Deadline has the news, reporting that Prime Minister Boris Johnson's recent declaration that citizens should return to work as soon as their workplaces are "secure" also applies to film and TV sets. The trade notes that the Department for Digital, Culture, Media and Sport is working to get production up and running, working on plans and guidelines that will keep actors and crew members safe from contamination as cameras begin rolling. A spokesperson for the the department stated:

"The government is working closely with the screen sector to understand how different types of productions can comply with social distancing guidelines, and give confidence to people in the TV and film industries that there are safe ways in which they can return to work."

Although this means work could resume soon for thousands of out-of-work crew members, it also means the work itself will be very different. It's tough to imagine social distancing on a film set, where dozens of people are scrambling about, working in close quarters, and frequently touching the same equipment. How film production changes in the U.K. could suggest what film production will look like stateside once studios are given the go-ahead to resume in Hollywood. At the very least, we can imagine regular temperature checks for cast and crew, quarantining actors who travel abroad for filming, and all manner of new safety measures that could reshape how movies are made.

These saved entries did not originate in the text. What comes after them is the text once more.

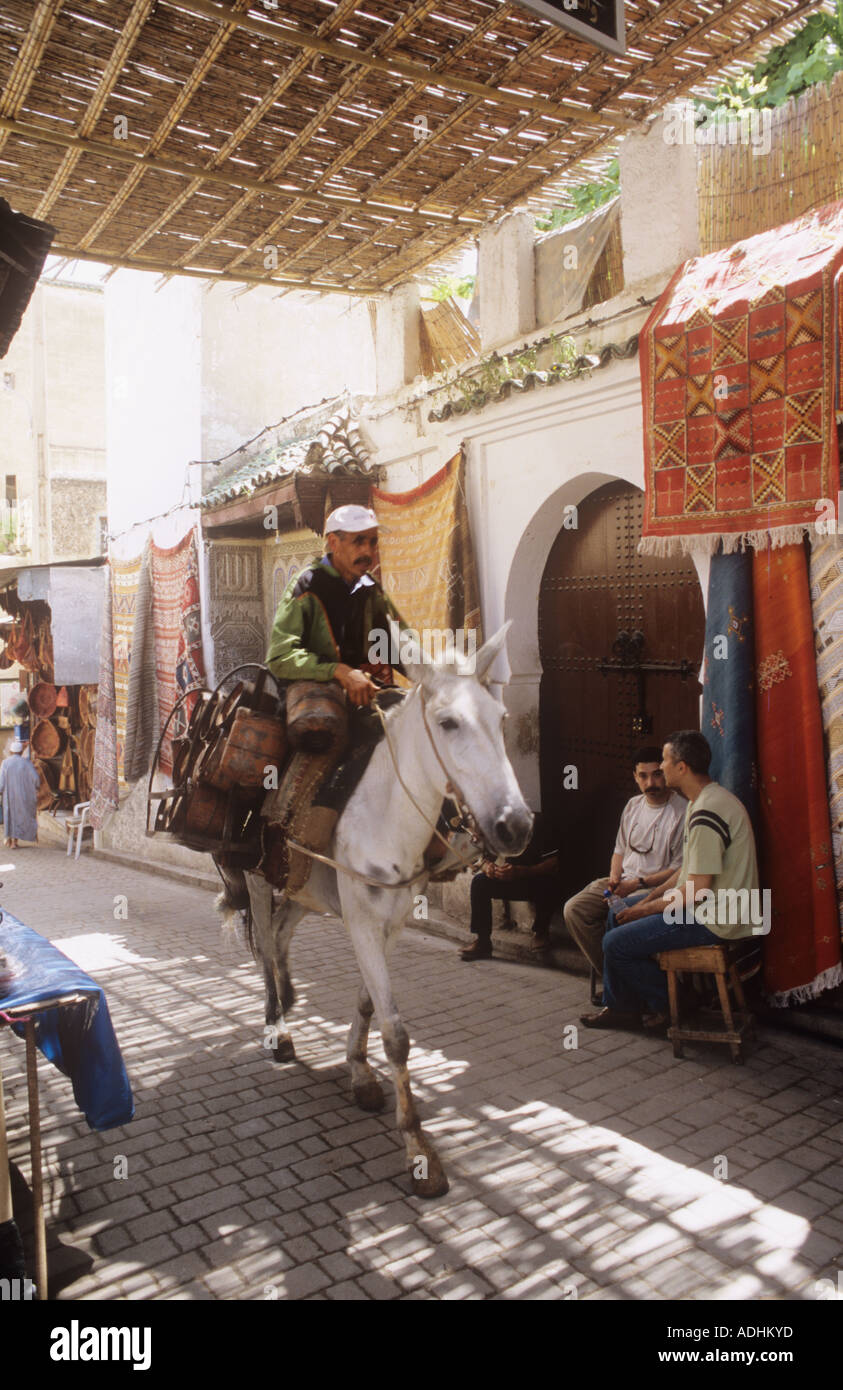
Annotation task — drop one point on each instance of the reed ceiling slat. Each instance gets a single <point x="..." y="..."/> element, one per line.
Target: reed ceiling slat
<point x="296" y="127"/>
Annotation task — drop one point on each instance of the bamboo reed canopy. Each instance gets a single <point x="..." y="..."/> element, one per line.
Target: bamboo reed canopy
<point x="328" y="145"/>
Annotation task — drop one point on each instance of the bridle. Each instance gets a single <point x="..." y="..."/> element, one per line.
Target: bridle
<point x="466" y="819"/>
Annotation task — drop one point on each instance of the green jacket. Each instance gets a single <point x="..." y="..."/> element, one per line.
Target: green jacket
<point x="320" y="622"/>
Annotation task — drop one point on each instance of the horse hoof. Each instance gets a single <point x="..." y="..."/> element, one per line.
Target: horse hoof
<point x="436" y="1183"/>
<point x="369" y="1096"/>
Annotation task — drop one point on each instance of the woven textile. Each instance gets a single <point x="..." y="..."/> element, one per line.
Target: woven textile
<point x="737" y="374"/>
<point x="103" y="792"/>
<point x="177" y="631"/>
<point x="729" y="684"/>
<point x="801" y="954"/>
<point x="237" y="615"/>
<point x="827" y="599"/>
<point x="142" y="701"/>
<point x="427" y="559"/>
<point x="125" y="577"/>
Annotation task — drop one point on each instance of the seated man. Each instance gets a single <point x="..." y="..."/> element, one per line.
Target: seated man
<point x="647" y="851"/>
<point x="530" y="877"/>
<point x="718" y="855"/>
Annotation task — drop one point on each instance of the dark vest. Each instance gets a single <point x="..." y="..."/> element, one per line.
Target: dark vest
<point x="349" y="615"/>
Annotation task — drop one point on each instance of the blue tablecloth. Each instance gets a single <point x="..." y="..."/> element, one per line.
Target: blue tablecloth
<point x="78" y="1039"/>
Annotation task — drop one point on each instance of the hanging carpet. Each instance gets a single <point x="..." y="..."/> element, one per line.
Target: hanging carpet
<point x="427" y="559"/>
<point x="801" y="954"/>
<point x="827" y="598"/>
<point x="238" y="624"/>
<point x="125" y="576"/>
<point x="177" y="631"/>
<point x="103" y="792"/>
<point x="142" y="699"/>
<point x="739" y="375"/>
<point x="729" y="681"/>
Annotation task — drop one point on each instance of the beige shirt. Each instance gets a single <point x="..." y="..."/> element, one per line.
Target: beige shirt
<point x="650" y="837"/>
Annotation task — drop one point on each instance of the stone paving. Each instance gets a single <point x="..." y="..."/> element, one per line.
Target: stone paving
<point x="586" y="1165"/>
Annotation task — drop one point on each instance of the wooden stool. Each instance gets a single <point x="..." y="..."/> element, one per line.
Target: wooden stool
<point x="724" y="963"/>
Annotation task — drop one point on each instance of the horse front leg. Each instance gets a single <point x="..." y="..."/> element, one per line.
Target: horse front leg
<point x="369" y="1093"/>
<point x="271" y="937"/>
<point x="426" y="1171"/>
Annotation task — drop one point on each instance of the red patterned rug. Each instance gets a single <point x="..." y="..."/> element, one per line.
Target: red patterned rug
<point x="739" y="382"/>
<point x="801" y="954"/>
<point x="177" y="630"/>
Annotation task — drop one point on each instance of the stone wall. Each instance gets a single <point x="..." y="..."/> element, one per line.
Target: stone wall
<point x="75" y="509"/>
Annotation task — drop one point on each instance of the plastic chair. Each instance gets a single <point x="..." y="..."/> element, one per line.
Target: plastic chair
<point x="77" y="823"/>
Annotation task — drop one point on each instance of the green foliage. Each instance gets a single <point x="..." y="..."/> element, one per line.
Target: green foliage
<point x="480" y="382"/>
<point x="454" y="287"/>
<point x="813" y="54"/>
<point x="584" y="198"/>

Numerous productions were shut down when the pandemic truly reared its head in the U.K. including The Batman, The Witcher, Peaky Blinders, Sex Education, and more. Disney's live-action take on The Little Mermaid was days away from rolling cameras when it was shut down. And as a movie and TV fan and someone whose livelihood depends on movies and TV getting made so our website can report on them, I'm encouraged and curious about what the future holds here. But I'm also wary, because it also sounds like everyone is rushing to get back to work, valuing the economy over the health and well-being of the many people who are especially susceptible to COVID. Yes, I'm excited for the new Batman movie too, but I really hope the right people are thinking this through. And I'm not convinced.